Limitations and Future Study Directions
This study showed perspectives, directions, and tendencies of the PNS neurodynamics in individuals with RP. However, given the small sample size and the lack of a priori sample size calculation, caution must be applied when interpreting the results. A significant limitation of this cross-sectional study is the lack of control for potential confounding factors. While we aimed to explore associations between clinical and biomechanical variables, we did not account for other variables that could influence these relationships, such as participants' physical activity levels, comorbid conditions or medication use. Additionally, the present study focused solely on young adults, with the majority of included participants being women, and we did not collect data on specific phases of the menstrual cycle or pregnancy status. The important limitation is that no lumbar MRI and any other imaging had been performed prior to the enrollment; thus, the precise source of the pathology had not been determined, which could potentially suggest a different point of view. Moreover, while we applied stringent inclusion criteria and differential diagnosis using the PSLR test to identify radicular pain, we did not gather a comprehensive self-reported pain history or utilize specialized pain assessment tools beyond the NPRS. Furthermore, a disadvantage of the study is that the results indicate an immediate effect, which may reflect a thixotropic impact on the measured tissue response. The magnitude of this thixotropic effect, as described by Simons and Mense (1998), remains unclear and warrants further investigation. Another limitation of this study is that we did not measure lumbar, hip, and knee range of motion to exclude joint restrictions, potentially impacting the comprehensiveness of our findings. Also, further research is needed to explore how the dominant limb may contribute to radicular pain and whether it influences the frequency of pain occurrence.
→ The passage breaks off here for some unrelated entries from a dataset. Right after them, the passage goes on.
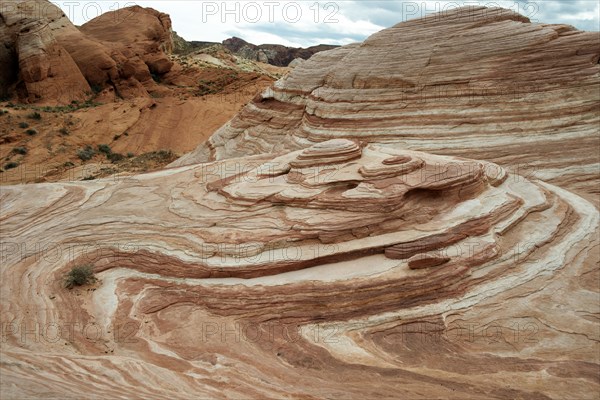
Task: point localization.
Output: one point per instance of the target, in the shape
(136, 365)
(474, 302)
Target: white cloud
(304, 23)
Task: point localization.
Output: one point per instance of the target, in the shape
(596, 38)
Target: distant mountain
(274, 54)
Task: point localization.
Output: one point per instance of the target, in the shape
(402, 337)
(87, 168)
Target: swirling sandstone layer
(338, 271)
(483, 83)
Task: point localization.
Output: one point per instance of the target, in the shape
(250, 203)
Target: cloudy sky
(303, 23)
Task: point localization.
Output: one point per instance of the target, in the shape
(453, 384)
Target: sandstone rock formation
(314, 273)
(272, 53)
(484, 83)
(58, 63)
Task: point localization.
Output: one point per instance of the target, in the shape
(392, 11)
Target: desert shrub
(79, 276)
(104, 148)
(86, 153)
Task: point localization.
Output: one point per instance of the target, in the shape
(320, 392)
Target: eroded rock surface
(59, 63)
(483, 83)
(312, 273)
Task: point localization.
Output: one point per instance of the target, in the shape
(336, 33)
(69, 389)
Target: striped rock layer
(483, 83)
(338, 271)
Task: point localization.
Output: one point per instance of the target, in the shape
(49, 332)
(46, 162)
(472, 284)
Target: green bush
(79, 276)
(86, 153)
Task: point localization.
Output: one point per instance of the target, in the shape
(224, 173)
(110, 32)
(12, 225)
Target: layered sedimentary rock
(272, 53)
(57, 63)
(311, 274)
(477, 82)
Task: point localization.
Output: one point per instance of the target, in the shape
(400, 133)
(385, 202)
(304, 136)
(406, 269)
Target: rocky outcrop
(315, 272)
(34, 62)
(473, 82)
(138, 33)
(272, 53)
(58, 63)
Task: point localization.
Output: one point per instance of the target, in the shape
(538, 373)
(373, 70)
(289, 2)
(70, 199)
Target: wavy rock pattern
(476, 82)
(308, 274)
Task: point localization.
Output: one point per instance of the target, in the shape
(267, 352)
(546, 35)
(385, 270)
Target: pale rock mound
(314, 273)
(477, 82)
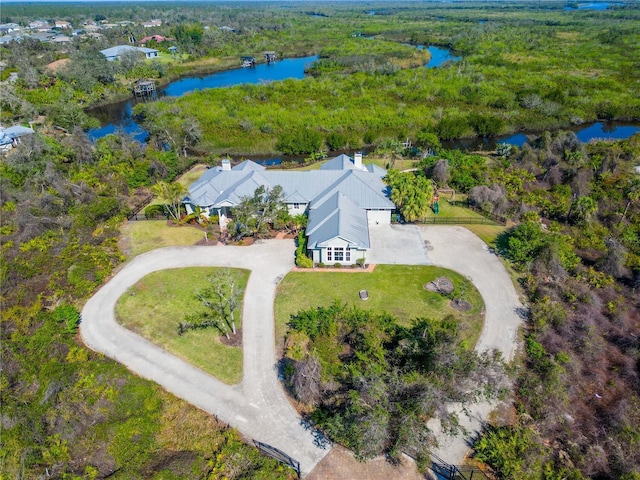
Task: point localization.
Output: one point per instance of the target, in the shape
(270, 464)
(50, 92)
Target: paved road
(257, 407)
(458, 249)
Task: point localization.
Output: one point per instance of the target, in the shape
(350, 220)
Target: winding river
(118, 116)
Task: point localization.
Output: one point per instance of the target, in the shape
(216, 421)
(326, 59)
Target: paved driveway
(396, 244)
(257, 407)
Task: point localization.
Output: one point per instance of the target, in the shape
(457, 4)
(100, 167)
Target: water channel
(117, 116)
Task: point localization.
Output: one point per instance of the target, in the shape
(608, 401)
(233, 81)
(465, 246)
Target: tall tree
(221, 299)
(254, 214)
(171, 194)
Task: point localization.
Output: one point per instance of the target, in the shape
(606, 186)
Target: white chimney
(357, 160)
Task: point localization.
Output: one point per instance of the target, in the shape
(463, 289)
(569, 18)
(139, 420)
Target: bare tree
(221, 300)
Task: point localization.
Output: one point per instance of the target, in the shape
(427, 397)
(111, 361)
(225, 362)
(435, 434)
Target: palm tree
(171, 194)
(633, 195)
(584, 208)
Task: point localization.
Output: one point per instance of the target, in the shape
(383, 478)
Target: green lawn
(397, 289)
(156, 304)
(143, 236)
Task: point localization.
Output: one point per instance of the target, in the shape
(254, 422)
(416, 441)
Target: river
(118, 115)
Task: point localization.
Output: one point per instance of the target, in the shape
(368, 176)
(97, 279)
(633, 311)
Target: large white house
(341, 199)
(114, 53)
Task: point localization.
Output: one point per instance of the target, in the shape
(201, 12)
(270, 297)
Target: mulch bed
(460, 305)
(234, 341)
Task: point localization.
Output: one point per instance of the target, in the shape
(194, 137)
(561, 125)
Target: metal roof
(338, 217)
(120, 49)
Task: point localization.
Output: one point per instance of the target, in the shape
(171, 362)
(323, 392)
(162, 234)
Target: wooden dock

For future research, it is essential to broaden the age range for enhanced generalizability. Implementing lumbar MRI and other diagnostics would pinpoint the pathology's origin more accurately. Deepening our inquiry by collecting detailed pain histories and using specialized assessment tools would refine the quality of our findings. It is also pivotal to increase the sample size for robust conclusions, and exploring other pertinent variables would provide a holistic understanding of PNS neurodynamics in RP individuals. Finally, future studies should incorporate strategies to identify and control for confounding factors to enhance the accuracy and reliability of the results.
Conclusions
The results of this study reveal that in young individuals with single-leg radicular pain, the biomechanical and viscoelastic properties of the hamstring undergo changes due to neurodynamic disorders, even when no local lower back pain is evident. Notably, stiffness and relaxation time are pivotal factors in this context. This knowledge significantly enriches our understanding of this pathology. It suggests that when strategizing treatments, we must adopt a broader perspective since myometric changes are evident on both sides. Moreover, stiffness in the biceps femoris of the symptomatic leg could be a critical indicator of functional outcomes in younger adults. These insights have profound clinical implications, guiding practitioners in their treatment approach. Consequently, patients should be viewed as having a bilateral disorder, even if symptoms only manifest on one side during initial stages. Following this, interventions that incorporate two-sided or central neural techniques might be more effective. While our findings are promising, they would benefit from validation through a study with a more extensive sample size to extend our knowledge of this condition.